Noebashari asked the artists — most of whom live in Iran — to respond to the superhero theme, and each artist created two works, one for each gallery. In some cases, the works are duplicates; in others, they are totally different, reflecting not only the irreproducibility of certain pieces, but the differences in cultural context between Los Angeles and Tehran. For example, the gallery attendant noted that although it seems relatively benign in L.A., Behdad Lahooti’s bronze sculpture of a turban would be problematic in Iran because it could be seen as a disrespectful take on a symbol of religious devotion. Siamak Filizadeh’s image of an inflatable Spiderman whose air valve is in a sexually suggestive location would also be unacceptable. And Maryam Amini’s painting of severed male genitalia — with a pair of scissors stored tidily in a Plexiglas box behind it — is similarly beyond the pale.
Other artists take a more oblique approach to social and political issues. Nasim Davari’s painting of Tlazolteotl giving birth is at once a visceral image of an Aztec goddess and an implicit critique of fundamentalism and sexism. Tlazolteotl presides over filth and midwives, but also purification and forgiveness; she unites rather than polarizes. Arash Fayez also triangulates other points in history to shed light on current events; he has stapled brief, critical comments to archival photographs of erstwhile “heroes” Hitler and Mao.
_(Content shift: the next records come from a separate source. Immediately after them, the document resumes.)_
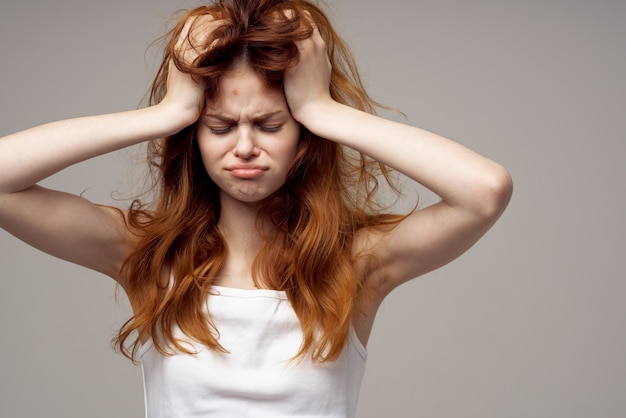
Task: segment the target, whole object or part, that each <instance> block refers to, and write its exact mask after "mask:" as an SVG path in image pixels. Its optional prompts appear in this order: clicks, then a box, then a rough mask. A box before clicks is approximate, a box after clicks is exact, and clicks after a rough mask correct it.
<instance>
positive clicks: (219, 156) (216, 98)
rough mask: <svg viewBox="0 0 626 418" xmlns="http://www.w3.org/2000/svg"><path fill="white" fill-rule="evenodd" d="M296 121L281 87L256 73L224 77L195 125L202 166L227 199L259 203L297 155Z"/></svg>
mask: <svg viewBox="0 0 626 418" xmlns="http://www.w3.org/2000/svg"><path fill="white" fill-rule="evenodd" d="M299 136H300V125H299V124H298V122H296V121H295V119H293V117H292V116H291V113H290V112H289V108H288V107H287V102H286V100H285V96H284V94H283V93H282V92H281V91H277V90H273V89H269V88H268V87H266V86H265V85H264V83H263V82H262V80H261V79H260V78H259V76H257V75H256V74H255V73H254V72H252V71H250V70H248V69H242V70H237V71H234V72H232V73H229V74H227V75H225V76H223V77H222V79H221V80H220V86H219V91H218V94H217V97H215V98H211V99H207V103H206V107H205V112H204V115H202V117H201V119H200V124H199V129H198V145H199V147H200V152H201V154H202V160H203V162H204V166H205V168H206V170H207V172H208V174H209V176H210V177H211V179H212V180H213V181H214V182H215V183H216V184H217V185H218V187H219V188H220V190H221V196H220V197H221V199H222V204H224V202H225V200H226V199H231V200H235V201H238V202H244V203H257V202H260V201H262V200H263V199H265V198H267V197H268V196H270V195H271V194H272V193H274V192H275V191H276V190H278V189H279V188H280V187H281V186H282V185H283V184H285V180H286V178H287V173H288V171H289V169H290V168H291V165H292V163H293V161H294V159H295V157H296V152H297V148H298V139H299Z"/></svg>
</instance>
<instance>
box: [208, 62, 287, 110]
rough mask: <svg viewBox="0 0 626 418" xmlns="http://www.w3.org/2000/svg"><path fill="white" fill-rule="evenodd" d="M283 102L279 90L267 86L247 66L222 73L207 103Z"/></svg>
mask: <svg viewBox="0 0 626 418" xmlns="http://www.w3.org/2000/svg"><path fill="white" fill-rule="evenodd" d="M233 100H234V101H239V102H241V101H248V102H249V101H258V102H268V103H269V102H284V101H285V98H284V94H283V92H282V91H281V90H279V89H276V88H273V87H271V86H269V85H268V84H267V83H266V82H265V81H264V80H263V79H262V78H261V77H260V76H259V75H258V74H257V73H255V72H254V71H252V70H251V69H248V68H243V69H237V70H233V71H231V72H228V73H226V74H224V75H223V76H222V77H220V79H219V81H218V88H217V91H216V94H215V96H214V97H207V104H212V105H216V106H220V105H222V106H223V105H224V104H226V103H227V102H228V101H233Z"/></svg>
Still other artists are inspired by Iran’s storied past. In Nazanin Pouyandeh’s delicate painting, a man wearing a golden crown sits atop a mountain of garbage. The armored figures in Ala Ebtekar’s drawings look like Japanese anime characters but are outfitted with ancient Persian headgear and weapons. Ebtekar created them in response to an antique book he bought in Iran featuring some of the earliest known drawings of robot-like machines.
By contrast, some works suggest that real superheroes are everyday people. Newsha Tavakolian’s striking photograph of a young woman wearing a black hijab and bright red boxing gloves suggests untapped potency. And Sahand Hesamyan’s self-portrait, “Me as a Lion, As a Hero,” is a Transformers-esque mirrored mask that is half armor, half disco ball.
Not all of the works are as striking or as eloquent, but that’s to be expected in any show of this size and range. What is remarkable is that these artists continue to have faith in aesthetic strategies as an undercover mode of dissent and critique. It will be interesting to see, if the Middle East’s “superheroes” continue to fall, whether they will always have to be so stealthy.